Dolores se casó con diecinueve años con Armando Soto Morillas, hijo de Manuel Soto Rico y Emilia Morillas Quirós. Fue este enlace el que le dio el nombre por el que su vena artística era bien conocida: La Soto. A día de hoy, continúa esa chispa en la familia gracias a otro de sus bisnietos, un descendiente de reconocido éxito en el cante: José Manuel Soto Alarcón. Conocido como El Soto, este cantautor es el cuarto de los nueve hijos que tuvo su primer nieto varón, Armando Soto Camino, al casar con Carmen Alarcón, quien tenía un don especial para el cante, heredado y engrandecido por este hijo. Al final de los años setenta, aquel chico con aspiraciones musicales se presentó ante El Pali, Paco Palacios, conocido como el Trovador de Sevilla, y le dijo quién era; aquel cantaor tan querido en Sevilla por su arte, gracia y buen humor se apresuró a identificarle: “¿Familia de La Soto, de la calle Zaragoza?”.
Efectivamente, en su espléndida casa de la calle Zaragoza, en el patio, puso Dolores un tablao para que todo el que por allí pasara bailara y, sobre todo, para que su nieta Lola Guardiola Soto, cojita por la polio, diera rienda suelta a su gracia innata y aprendiera, junto a su tía segunda, Manola Ybarra Llosent, el arte del flamenco de la mano de Enrique el Cojo, que compaginaba sus clases en casa de los Soto Ybarra con las que daba en Dueñas a Cayetana de Alba y a unas jovencísimas Lola Flores, Cristina Hoyos o Manuela Vargas, en la academia que montó en la calle Espíritu Santo. No solamente las mujeres que pertenecían a las élites sociales andaluzas adoptaban, o trataban de adoptar, ese estilo que requiere duende y una vestimenta como la que lucían las grandes bailaoras gitanas. Algo parecido, aunque en menor medida, ocurría entre las mujeres de la alta sociedad madrileña que acudían a los tablaos capitalinos, e incluso las mujeres más famosas del celuloide y de la moda aconsejaban vestirse de gitana andaluza.
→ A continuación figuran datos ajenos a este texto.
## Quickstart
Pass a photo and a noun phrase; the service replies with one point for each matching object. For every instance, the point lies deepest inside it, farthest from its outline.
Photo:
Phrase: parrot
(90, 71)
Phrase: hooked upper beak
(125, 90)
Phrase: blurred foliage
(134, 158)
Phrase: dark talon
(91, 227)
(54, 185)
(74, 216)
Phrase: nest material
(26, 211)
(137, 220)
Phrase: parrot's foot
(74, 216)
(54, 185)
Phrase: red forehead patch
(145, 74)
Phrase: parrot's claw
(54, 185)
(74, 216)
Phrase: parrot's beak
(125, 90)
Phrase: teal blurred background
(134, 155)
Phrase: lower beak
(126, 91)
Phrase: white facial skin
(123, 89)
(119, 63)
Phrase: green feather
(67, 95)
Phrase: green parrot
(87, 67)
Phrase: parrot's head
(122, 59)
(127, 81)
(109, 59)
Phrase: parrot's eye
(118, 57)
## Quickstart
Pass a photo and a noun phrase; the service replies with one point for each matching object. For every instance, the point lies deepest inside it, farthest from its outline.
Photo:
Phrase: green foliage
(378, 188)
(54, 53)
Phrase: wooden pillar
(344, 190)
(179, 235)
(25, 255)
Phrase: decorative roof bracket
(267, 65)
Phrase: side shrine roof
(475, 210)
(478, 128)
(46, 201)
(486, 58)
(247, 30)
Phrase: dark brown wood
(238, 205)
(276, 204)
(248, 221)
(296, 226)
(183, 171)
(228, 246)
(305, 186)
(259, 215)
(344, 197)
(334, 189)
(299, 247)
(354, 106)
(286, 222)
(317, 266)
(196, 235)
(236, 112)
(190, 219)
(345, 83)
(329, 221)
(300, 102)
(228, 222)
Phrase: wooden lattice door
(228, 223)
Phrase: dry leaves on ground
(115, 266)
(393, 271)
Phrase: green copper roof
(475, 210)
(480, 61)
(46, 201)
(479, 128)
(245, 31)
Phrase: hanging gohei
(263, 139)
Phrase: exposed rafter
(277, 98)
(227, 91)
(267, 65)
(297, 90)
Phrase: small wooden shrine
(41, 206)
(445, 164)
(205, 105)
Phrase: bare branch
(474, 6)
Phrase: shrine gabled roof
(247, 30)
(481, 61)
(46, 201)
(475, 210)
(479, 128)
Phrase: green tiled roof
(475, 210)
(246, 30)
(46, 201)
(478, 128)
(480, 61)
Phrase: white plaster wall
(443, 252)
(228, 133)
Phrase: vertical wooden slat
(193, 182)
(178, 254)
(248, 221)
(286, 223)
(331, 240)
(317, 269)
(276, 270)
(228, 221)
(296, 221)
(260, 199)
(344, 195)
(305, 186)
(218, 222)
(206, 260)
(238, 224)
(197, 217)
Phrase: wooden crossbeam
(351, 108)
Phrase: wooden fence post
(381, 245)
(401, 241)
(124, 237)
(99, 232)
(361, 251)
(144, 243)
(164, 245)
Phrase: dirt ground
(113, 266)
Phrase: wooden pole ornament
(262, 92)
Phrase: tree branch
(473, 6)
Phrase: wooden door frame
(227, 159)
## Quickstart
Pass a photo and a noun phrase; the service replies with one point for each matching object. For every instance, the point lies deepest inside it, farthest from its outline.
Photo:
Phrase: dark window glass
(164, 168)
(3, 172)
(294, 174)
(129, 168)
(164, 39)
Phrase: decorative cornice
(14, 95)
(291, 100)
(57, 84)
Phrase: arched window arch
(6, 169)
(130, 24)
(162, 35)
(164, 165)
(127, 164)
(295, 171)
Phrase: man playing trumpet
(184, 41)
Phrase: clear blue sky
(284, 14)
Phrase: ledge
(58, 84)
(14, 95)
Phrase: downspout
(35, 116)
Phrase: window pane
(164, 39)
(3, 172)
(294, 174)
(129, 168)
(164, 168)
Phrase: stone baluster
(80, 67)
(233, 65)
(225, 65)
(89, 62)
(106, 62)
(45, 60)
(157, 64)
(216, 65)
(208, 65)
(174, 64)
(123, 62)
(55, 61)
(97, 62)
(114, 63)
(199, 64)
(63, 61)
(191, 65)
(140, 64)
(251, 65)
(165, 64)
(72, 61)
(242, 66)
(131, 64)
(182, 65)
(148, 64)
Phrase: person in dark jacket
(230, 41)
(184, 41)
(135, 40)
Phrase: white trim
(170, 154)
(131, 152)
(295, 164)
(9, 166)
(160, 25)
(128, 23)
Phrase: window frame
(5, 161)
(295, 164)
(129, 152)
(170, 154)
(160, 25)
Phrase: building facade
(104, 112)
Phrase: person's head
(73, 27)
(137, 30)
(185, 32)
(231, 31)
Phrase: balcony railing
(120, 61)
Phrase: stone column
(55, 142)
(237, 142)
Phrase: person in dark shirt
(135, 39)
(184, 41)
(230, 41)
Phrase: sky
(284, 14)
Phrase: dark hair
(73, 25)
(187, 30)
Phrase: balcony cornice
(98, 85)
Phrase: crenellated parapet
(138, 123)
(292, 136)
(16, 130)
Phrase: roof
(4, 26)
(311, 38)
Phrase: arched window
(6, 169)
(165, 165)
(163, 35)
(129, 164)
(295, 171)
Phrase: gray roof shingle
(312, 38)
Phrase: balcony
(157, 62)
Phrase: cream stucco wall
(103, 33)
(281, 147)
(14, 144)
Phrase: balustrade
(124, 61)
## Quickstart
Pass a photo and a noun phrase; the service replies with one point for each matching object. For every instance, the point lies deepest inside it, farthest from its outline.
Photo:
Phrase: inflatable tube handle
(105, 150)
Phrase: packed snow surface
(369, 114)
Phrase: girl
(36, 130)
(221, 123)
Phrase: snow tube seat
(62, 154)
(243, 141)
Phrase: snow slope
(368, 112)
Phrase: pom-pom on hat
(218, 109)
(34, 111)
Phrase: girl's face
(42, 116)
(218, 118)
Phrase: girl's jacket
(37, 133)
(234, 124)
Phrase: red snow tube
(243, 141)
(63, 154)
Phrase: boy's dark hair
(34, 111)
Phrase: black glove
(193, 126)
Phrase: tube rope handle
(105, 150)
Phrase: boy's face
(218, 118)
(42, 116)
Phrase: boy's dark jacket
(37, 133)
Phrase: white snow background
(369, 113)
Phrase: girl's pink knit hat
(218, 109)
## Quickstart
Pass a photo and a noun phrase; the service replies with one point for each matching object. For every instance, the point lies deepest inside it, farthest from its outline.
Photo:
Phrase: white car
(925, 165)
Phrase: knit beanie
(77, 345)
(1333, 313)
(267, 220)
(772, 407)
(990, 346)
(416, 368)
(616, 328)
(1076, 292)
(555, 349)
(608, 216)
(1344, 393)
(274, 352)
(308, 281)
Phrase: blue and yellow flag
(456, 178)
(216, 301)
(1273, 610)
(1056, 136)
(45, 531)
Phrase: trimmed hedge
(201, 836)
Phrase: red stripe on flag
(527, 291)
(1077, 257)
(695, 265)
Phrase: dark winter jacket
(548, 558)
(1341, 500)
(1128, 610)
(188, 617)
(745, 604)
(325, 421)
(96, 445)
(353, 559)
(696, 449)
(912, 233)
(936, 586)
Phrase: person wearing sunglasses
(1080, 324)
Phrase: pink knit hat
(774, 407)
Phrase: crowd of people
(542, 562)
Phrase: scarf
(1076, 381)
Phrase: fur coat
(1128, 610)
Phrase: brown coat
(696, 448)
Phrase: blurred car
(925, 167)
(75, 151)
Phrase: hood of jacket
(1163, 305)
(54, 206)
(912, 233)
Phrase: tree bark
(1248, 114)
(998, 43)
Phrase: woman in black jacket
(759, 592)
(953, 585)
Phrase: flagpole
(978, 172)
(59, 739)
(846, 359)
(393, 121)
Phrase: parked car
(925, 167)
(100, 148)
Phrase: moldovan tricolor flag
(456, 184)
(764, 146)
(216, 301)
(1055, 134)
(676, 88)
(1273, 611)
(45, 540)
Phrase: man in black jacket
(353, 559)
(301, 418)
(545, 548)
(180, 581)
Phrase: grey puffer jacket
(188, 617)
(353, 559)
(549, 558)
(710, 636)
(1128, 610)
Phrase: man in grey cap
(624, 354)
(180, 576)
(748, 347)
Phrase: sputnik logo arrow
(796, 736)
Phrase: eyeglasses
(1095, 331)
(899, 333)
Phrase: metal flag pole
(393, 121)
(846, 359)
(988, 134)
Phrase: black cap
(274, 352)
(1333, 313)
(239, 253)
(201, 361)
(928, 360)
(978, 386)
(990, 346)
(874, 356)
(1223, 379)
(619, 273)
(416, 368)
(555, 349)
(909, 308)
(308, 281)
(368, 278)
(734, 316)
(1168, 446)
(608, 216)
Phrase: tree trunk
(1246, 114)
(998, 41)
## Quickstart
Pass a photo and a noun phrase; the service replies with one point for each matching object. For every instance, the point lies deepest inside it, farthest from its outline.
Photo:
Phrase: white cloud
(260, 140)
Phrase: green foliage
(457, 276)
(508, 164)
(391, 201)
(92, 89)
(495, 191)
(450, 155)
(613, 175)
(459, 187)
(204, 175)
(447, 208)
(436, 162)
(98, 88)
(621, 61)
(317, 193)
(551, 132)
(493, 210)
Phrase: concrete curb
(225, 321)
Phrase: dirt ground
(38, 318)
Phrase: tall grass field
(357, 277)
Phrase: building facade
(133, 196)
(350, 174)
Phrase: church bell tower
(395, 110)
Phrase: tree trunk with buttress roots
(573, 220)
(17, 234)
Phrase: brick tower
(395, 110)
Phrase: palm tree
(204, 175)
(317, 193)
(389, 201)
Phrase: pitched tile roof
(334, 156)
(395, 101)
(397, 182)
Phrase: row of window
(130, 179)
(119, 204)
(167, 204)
¿Cómo se explica ese duende? Para ser breve, diré que es flamenco todo lo que arranca un «¡Olé!». Incluso la proeza de un camarero que, al tropezar y estar a punto de tirar la bandeja, evita milagrosamente el tímido ridículo recuperando el equilibrio y, rotundo, se dirige hacia los consumidores que gritan ese «¡Olé!». A continuación, el camarero saluda. Dos orejas por la hazaña. Eso nunca sucedería en Bilbao, ni en Pamplona. Allí dirían: «¡Ay, a punto ha estado!» y el dueño miraría con severidad al pobre torpe, que balbucearía pidiendo perdón. En Andalucía, vivimos esos momentos como una brevísima tragicomedia, de la que sale vencedor un héroe y al que se le jalea con ese «¡Olé!». Eso es muy flamenco. Con la tripa hacia dentro, los hombros hacia atrás, la barbilla perpendicular a los rayos del sol, sin apenas respirar y… hacia la barrera. Podría ser hasta una moral, que hoy -gracias a ese espíritu heredado de personas como La Soto- sigue intacta.